Friday, December 22, 2017

Putin’s Health Care ‘Optimization’ has ‘Thrown Russia Back 85 Years,’ Alikin Says



Paul Goble

            Staunton, December 22 – As a result of Vladimir Putin’s so-called health care optimization program, the number of hospitals in Russia is now back to where it was in 1932 and in five to six years, it will be back to where is was on the same territory in 1913, according to Aleksandr Alikin.

            While some of this reflects changes in transportation which allow for larger but fewer hospitals, he continues, many of the cutbacks mean that Russians have access to less health care than they did three or even four generations ago, a trend that many have failed to note because as with most things Putin, it wasn’t announced as such (russian.eurasianet.org/node/65086).

                As Allikin points out, “a single document about health care reform does not exist.” Had Putin announced what he was doing all at once, there might have been more opposition. But instead, he has taken a series of steps, all of which were euphemistically and deceptively declared to be about “raising the quality of medical care.”

            According to the Moscow Center for Economic and Political Reforms, the number of hospitals in Russia under Putin has dropped from 10,700 to 5,400, the number of hospital beds from 1.6 million to 1.2 million, the number of polyclinics from 21,300 to 19,100; and the number of rapid response centers from 3172 to 2458.

            And these declines have occurred as the number of people seeking medical care has gone up, from 3.5 million in 2000 to 3.9 million last year. The number of doctors and other medical professionals has also declined, although it rose again to the level of 2000 in 2016, Alikin acknowledges.

                Rural areas have been hit especially hard.

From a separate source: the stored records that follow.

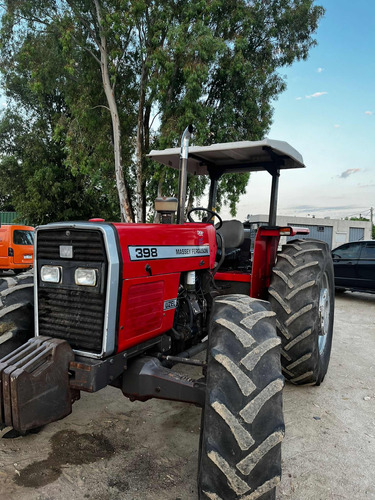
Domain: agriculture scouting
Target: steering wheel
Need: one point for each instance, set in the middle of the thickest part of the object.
(209, 212)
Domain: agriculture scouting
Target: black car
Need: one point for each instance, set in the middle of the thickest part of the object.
(354, 265)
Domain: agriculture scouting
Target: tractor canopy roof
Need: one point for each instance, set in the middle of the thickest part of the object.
(232, 157)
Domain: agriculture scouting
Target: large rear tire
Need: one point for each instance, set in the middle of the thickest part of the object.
(302, 295)
(242, 421)
(16, 311)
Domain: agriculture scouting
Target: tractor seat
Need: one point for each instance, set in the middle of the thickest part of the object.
(233, 234)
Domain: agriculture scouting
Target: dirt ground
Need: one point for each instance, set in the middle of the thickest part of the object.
(112, 449)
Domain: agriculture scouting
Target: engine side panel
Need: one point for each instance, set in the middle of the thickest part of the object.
(166, 248)
(154, 256)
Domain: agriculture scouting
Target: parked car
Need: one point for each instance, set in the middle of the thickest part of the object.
(16, 247)
(354, 266)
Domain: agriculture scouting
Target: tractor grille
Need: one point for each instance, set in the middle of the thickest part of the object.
(65, 310)
(88, 246)
(74, 316)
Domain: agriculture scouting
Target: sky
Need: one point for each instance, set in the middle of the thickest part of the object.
(327, 114)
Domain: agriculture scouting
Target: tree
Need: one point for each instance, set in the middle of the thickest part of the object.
(162, 65)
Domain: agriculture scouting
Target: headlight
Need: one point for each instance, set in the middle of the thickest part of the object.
(84, 276)
(50, 274)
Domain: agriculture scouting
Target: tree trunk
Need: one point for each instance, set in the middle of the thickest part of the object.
(125, 202)
(140, 147)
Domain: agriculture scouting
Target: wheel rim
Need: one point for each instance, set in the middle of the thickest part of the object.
(324, 313)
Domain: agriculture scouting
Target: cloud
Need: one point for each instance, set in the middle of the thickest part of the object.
(348, 172)
(317, 94)
(314, 208)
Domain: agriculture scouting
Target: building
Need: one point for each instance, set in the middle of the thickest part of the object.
(335, 232)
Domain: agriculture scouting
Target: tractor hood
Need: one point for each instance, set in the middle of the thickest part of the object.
(233, 157)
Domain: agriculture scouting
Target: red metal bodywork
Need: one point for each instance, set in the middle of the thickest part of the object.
(264, 257)
(148, 283)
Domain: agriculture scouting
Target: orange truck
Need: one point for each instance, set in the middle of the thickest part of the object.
(16, 247)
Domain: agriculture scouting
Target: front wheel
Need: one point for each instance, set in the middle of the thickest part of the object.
(302, 295)
(16, 311)
(242, 421)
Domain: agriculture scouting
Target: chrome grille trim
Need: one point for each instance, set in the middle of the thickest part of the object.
(112, 288)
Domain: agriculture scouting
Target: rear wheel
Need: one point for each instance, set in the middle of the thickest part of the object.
(242, 422)
(302, 295)
(16, 311)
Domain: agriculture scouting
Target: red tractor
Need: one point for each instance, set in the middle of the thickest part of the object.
(121, 304)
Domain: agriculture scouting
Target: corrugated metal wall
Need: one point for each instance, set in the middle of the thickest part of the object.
(356, 233)
(323, 233)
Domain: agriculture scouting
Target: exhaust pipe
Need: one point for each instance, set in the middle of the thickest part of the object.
(182, 182)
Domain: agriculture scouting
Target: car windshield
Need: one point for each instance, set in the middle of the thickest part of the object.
(22, 237)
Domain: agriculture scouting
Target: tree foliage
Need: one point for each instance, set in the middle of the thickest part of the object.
(99, 83)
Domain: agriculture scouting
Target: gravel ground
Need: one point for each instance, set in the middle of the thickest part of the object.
(112, 449)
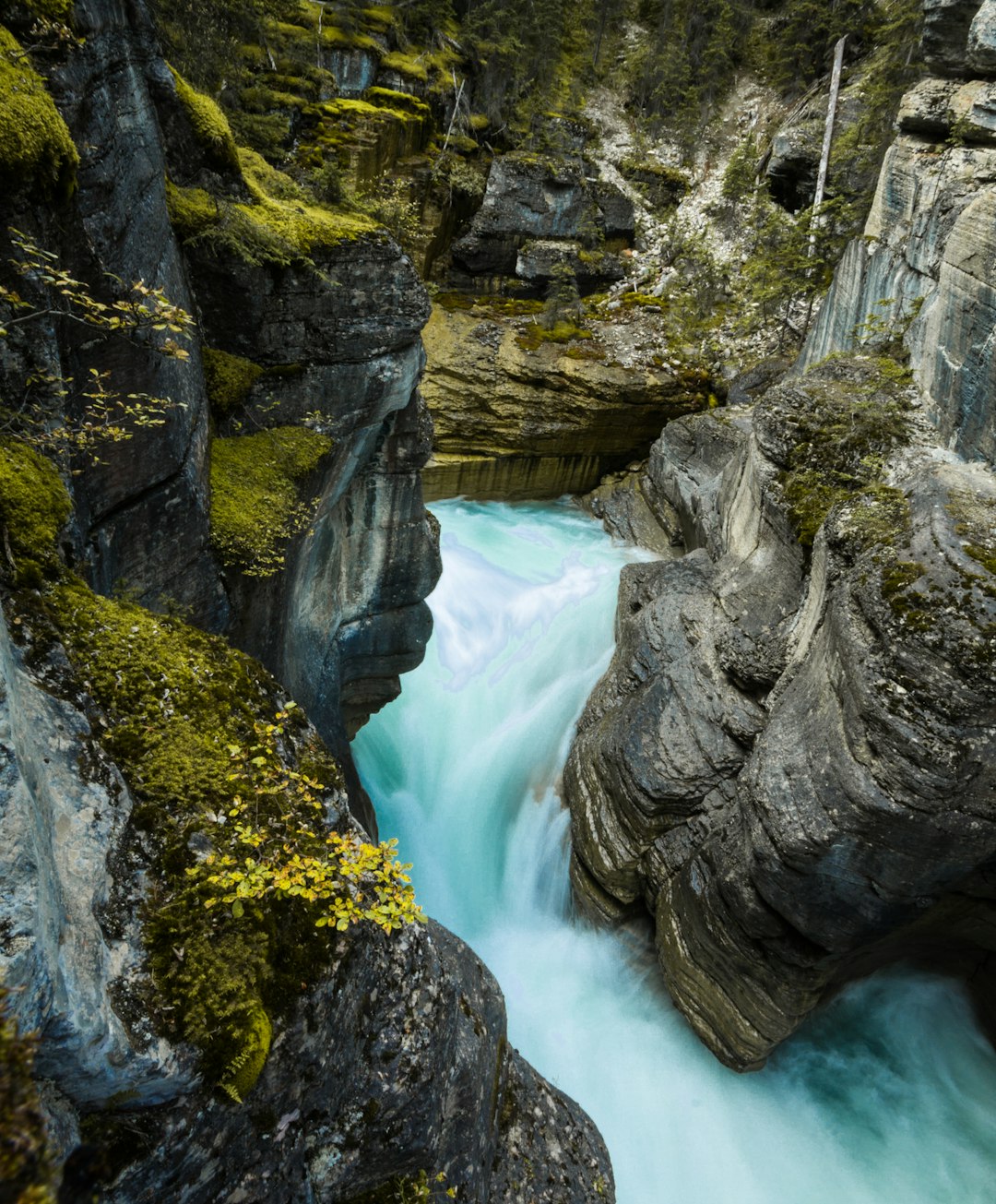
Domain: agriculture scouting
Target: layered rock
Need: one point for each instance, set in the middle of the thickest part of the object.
(536, 197)
(419, 1077)
(517, 415)
(790, 760)
(920, 273)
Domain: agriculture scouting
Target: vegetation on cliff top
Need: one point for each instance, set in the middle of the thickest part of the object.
(26, 1167)
(849, 415)
(36, 149)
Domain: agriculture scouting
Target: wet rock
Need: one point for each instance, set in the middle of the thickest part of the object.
(550, 410)
(790, 758)
(529, 197)
(621, 504)
(398, 1066)
(947, 26)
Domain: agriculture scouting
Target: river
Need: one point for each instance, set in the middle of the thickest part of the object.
(888, 1094)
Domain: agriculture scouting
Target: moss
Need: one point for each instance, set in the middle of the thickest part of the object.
(852, 417)
(401, 101)
(50, 10)
(176, 699)
(34, 507)
(897, 580)
(241, 1074)
(976, 523)
(255, 506)
(641, 300)
(229, 379)
(36, 150)
(209, 125)
(413, 66)
(26, 1167)
(415, 1188)
(533, 335)
(271, 232)
(192, 209)
(878, 516)
(180, 711)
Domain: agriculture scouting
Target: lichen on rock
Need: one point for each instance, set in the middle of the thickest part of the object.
(255, 500)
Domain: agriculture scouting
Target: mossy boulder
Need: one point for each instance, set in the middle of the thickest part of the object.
(209, 125)
(36, 149)
(255, 501)
(34, 507)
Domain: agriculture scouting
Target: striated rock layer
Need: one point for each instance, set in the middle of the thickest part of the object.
(396, 1062)
(520, 421)
(923, 269)
(790, 760)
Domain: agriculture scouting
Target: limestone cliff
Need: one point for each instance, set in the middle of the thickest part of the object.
(921, 269)
(790, 760)
(386, 1053)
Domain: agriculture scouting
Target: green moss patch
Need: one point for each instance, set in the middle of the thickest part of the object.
(534, 335)
(413, 66)
(255, 505)
(229, 379)
(34, 507)
(269, 232)
(976, 523)
(209, 125)
(36, 150)
(854, 415)
(401, 101)
(176, 702)
(26, 1168)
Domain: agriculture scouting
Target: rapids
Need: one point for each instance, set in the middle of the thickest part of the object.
(885, 1096)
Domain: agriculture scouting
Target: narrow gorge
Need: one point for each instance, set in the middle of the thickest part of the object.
(273, 277)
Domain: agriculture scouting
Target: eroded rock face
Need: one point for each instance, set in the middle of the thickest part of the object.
(923, 267)
(396, 1062)
(411, 1078)
(790, 760)
(515, 421)
(529, 197)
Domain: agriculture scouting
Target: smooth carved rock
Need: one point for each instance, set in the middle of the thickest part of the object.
(63, 808)
(945, 35)
(795, 769)
(982, 40)
(927, 240)
(494, 401)
(621, 502)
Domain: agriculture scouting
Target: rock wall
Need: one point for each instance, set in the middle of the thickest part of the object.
(923, 269)
(396, 1063)
(790, 758)
(518, 417)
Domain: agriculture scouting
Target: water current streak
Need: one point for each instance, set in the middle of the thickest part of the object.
(886, 1096)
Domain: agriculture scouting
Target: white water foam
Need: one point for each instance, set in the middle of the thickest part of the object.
(885, 1096)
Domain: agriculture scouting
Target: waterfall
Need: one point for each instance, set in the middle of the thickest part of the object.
(885, 1094)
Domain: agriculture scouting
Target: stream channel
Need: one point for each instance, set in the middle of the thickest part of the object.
(888, 1094)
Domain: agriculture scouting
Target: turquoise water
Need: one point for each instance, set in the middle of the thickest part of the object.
(889, 1094)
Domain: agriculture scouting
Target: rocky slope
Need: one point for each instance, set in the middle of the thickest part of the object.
(921, 272)
(387, 1057)
(516, 415)
(790, 760)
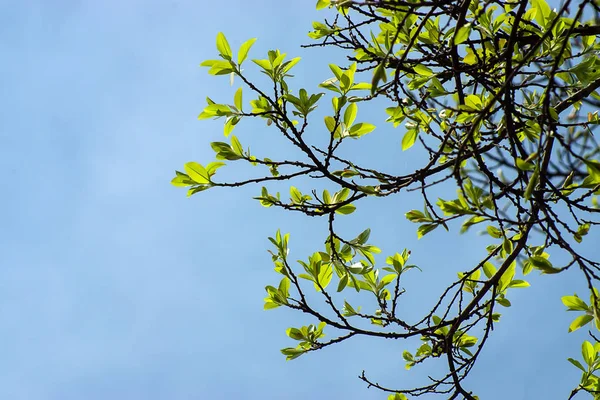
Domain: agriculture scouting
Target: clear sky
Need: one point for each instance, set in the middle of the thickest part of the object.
(113, 285)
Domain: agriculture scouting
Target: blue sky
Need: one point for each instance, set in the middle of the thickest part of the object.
(114, 285)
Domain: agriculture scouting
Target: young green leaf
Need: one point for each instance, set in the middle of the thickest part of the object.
(197, 172)
(223, 46)
(244, 49)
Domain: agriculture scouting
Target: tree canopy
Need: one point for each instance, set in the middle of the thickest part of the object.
(499, 99)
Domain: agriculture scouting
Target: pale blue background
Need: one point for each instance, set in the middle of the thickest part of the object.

There are now 17,000 villages without any medical care at all, and 11,000 of these are more than 20 kilometers from such facilities. And more than a third of them are not served by public transport making it difficult if not impossible for those who are ill to get to a doctor.

            But the problems arising as a result of Putin’s approach have not been limited to rural areas, Alikin says. In major cities too, there are now enormous lines for care; and St. Petersburg is among the cities that have set up call centers so that people can telephone in advance to get a spot in line.

            All of this is pushing Russians out of the public medical sphere into pay for service places. Between 2005 and 2014, the amount Russians paid out of pocket for medical care rose from 110 billion rubles to 474 billion rubles (2 billion to 8 billion US dollars) every year, imposing yet another cost on the population.

            Unless Russia changes course, the journalist says, there is every chance that Russia “will forever lose the chance to approach in quality the standards of health care in developed countries.”